From Builder to Runner

However, here is the next point where processes diverge since there are many ways to run or publish an application. Static web pages only need a web server, NodeJS services need a node installation. Often, it seems that latest here a custom Dockerfile is needed:

FROM nginx:alpine
COPY ./dist /usr/share/nginx/html

# OR (for multi-stage builds):
COPY --from=builder /opt/sources/dist /usr/share/nginx/html

It becomes important to ensure compatibility between the build result and the runner environment; containerised environments won't protect you from choosing the wrong one. There are documentation-based approaches ("If you use this build environment, you can use the following execution environments: ...") but those are rarely verifiable or enforceable.

Fat Environments

Consider the way that s2i handles the situation, by including the build tooling in the runner environment. It's a fair assumption that if an application is built within a given environment it will be executable in said environment.

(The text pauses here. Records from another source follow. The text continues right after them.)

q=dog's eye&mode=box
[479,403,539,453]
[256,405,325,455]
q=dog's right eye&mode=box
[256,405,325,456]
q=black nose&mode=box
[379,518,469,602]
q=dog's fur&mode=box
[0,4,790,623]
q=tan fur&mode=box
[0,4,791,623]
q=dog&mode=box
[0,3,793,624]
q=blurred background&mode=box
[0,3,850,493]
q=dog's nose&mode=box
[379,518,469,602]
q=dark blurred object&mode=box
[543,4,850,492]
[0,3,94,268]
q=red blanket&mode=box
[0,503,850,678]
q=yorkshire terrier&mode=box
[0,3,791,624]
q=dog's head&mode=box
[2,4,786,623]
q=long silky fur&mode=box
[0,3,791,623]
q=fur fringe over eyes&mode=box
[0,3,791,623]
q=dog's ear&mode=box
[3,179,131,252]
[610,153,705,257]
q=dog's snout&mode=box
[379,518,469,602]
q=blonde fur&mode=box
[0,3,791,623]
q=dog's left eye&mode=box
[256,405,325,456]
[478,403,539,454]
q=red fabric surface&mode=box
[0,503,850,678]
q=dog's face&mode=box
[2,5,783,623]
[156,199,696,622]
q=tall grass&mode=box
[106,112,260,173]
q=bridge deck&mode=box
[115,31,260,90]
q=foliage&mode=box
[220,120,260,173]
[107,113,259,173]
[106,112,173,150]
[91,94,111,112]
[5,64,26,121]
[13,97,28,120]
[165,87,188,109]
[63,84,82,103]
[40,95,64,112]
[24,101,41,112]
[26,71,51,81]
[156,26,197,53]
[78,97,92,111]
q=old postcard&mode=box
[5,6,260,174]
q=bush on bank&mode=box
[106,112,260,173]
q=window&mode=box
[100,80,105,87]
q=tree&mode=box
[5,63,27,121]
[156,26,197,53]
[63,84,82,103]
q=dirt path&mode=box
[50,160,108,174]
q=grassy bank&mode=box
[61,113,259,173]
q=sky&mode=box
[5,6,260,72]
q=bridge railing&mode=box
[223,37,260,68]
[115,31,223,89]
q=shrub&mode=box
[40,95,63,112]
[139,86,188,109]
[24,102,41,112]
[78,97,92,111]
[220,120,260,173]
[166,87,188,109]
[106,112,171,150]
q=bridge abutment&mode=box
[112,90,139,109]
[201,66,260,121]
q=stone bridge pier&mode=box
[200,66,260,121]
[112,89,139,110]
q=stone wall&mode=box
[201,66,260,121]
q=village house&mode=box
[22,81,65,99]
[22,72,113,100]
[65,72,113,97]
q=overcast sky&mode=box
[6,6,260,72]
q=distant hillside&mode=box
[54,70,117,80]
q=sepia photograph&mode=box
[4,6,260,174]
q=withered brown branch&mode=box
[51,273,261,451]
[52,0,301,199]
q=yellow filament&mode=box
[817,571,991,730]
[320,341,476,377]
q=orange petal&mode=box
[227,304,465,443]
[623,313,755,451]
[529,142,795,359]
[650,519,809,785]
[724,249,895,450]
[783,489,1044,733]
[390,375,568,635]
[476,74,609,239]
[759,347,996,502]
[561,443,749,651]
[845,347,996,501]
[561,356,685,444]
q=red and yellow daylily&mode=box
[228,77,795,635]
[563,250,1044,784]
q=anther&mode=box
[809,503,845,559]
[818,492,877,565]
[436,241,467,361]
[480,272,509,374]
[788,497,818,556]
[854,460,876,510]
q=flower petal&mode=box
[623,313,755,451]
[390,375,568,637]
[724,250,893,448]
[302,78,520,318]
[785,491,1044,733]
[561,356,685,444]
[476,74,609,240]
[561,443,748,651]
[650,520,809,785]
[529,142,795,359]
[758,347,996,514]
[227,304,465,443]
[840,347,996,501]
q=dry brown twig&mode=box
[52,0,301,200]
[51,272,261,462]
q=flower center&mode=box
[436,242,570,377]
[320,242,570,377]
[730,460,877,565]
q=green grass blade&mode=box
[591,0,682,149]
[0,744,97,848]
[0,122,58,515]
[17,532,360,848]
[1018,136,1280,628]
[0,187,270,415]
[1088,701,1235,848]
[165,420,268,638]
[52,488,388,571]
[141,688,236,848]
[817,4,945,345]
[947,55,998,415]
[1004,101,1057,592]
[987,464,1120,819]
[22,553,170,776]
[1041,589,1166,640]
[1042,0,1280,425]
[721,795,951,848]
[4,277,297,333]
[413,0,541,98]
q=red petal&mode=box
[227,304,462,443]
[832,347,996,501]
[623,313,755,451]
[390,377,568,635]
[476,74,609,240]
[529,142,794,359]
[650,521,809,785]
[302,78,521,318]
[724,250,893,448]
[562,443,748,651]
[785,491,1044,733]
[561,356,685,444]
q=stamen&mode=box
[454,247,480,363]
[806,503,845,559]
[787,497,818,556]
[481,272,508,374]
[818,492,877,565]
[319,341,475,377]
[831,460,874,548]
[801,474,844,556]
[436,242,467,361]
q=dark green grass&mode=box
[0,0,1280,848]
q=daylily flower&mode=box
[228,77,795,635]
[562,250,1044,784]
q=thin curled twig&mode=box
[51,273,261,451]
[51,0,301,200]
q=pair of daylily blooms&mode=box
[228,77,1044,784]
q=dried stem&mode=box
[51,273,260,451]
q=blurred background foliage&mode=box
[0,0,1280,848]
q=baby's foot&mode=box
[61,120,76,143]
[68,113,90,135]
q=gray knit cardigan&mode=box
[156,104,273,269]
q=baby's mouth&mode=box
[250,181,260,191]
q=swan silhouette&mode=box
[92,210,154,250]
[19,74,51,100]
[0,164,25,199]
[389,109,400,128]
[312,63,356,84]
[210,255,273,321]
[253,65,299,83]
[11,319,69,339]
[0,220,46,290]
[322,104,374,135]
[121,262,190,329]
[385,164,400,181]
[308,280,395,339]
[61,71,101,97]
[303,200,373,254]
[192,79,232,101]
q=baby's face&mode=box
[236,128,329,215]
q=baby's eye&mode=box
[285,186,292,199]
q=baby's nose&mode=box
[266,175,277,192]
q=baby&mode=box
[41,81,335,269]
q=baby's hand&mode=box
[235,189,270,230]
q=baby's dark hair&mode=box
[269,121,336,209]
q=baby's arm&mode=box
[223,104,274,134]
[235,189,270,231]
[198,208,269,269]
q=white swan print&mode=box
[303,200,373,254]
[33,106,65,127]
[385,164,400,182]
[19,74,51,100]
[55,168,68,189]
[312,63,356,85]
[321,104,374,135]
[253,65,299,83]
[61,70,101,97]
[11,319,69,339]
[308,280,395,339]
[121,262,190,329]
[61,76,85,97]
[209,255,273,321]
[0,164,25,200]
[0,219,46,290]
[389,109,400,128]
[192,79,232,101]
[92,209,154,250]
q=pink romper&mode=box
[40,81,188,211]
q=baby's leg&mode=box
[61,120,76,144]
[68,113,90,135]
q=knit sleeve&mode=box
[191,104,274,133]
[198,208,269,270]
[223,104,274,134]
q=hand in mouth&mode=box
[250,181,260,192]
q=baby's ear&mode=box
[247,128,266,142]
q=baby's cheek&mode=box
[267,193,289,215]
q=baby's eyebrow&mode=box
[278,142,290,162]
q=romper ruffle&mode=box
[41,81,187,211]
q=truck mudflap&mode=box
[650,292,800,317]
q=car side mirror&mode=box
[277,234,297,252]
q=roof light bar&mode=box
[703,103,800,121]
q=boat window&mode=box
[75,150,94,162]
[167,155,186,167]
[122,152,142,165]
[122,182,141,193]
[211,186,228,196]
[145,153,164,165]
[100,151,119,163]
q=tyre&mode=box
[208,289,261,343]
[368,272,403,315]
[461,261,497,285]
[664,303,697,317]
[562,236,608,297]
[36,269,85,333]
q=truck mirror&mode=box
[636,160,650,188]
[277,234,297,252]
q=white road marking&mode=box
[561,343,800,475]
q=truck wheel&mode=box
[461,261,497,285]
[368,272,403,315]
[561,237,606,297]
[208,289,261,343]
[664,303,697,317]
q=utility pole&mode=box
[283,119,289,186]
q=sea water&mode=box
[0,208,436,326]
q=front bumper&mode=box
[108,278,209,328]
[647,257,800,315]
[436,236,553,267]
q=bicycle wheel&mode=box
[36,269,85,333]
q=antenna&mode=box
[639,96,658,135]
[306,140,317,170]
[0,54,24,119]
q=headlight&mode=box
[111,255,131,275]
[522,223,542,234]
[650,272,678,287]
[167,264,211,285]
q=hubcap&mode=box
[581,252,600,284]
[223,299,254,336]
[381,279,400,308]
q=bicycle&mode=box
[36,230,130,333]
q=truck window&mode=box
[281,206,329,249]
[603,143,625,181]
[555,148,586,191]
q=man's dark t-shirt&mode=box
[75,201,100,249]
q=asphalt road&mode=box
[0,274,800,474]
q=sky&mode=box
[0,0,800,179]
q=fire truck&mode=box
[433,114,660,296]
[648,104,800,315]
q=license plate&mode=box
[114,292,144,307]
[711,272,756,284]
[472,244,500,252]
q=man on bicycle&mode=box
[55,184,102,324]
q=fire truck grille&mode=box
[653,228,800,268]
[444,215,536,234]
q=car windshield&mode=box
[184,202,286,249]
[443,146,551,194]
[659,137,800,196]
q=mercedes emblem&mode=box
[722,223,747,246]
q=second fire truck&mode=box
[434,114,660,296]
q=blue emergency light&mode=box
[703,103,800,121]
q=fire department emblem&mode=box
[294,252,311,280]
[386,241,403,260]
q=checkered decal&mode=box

There won't be version conflicts and it can be guaranteed that no necessary build results are forgotten to be propagated to the runner environment, since they are already there.

In practice, issues arise with this approach, some minor and some more severe. Container image size is, for example, naturally larger than for specialised multi-stage Docker builds; however, this is usually only a concern during the first pull. More relevant for running such an application is the increased image surface, effected by a variety of tooling and libraries that come with their own considerations and security implications.

And finally, there's the developer experience, not for the end-users but the creators of those build environments. Reusability is lost in s2i since you need to bring together two different sets of tools. To illustrate: Should one rely on a NodeJS base image and install an Nginx web server? Or should one rely on an Nginx base image and install NodeJS? Whatever is chosen, an explicit way to install one of those has to be devised, and most likely duplicated.

Lean & Reusable

Publishing an application is often thought of as a pipeline of distinct steps, each one having exactly one purpose and relying on only the tooling needed to achieve said purpose. Maintaining this separation, and adding a well-defined way of connecting such steps, should make every single one more reusable while keeping them lean and their footprint small.

While there might be a way to create generic chains of build steps (i.e. "precompile to Java", "compile to JAR", "optimise the JAR", "assemble into a JRE image"), a lot of care needs to go into devising it and a lot of hidden complexity might arise. For this reason, the approach outlined in this document focuses on a two-phase approach instead of the generic case:

  1. Build runnable artifacts inside the builder environment, including all pre- and post-processing steps.
  2. Assemble those artifacts inside the runner environment, moving it to well-known locations.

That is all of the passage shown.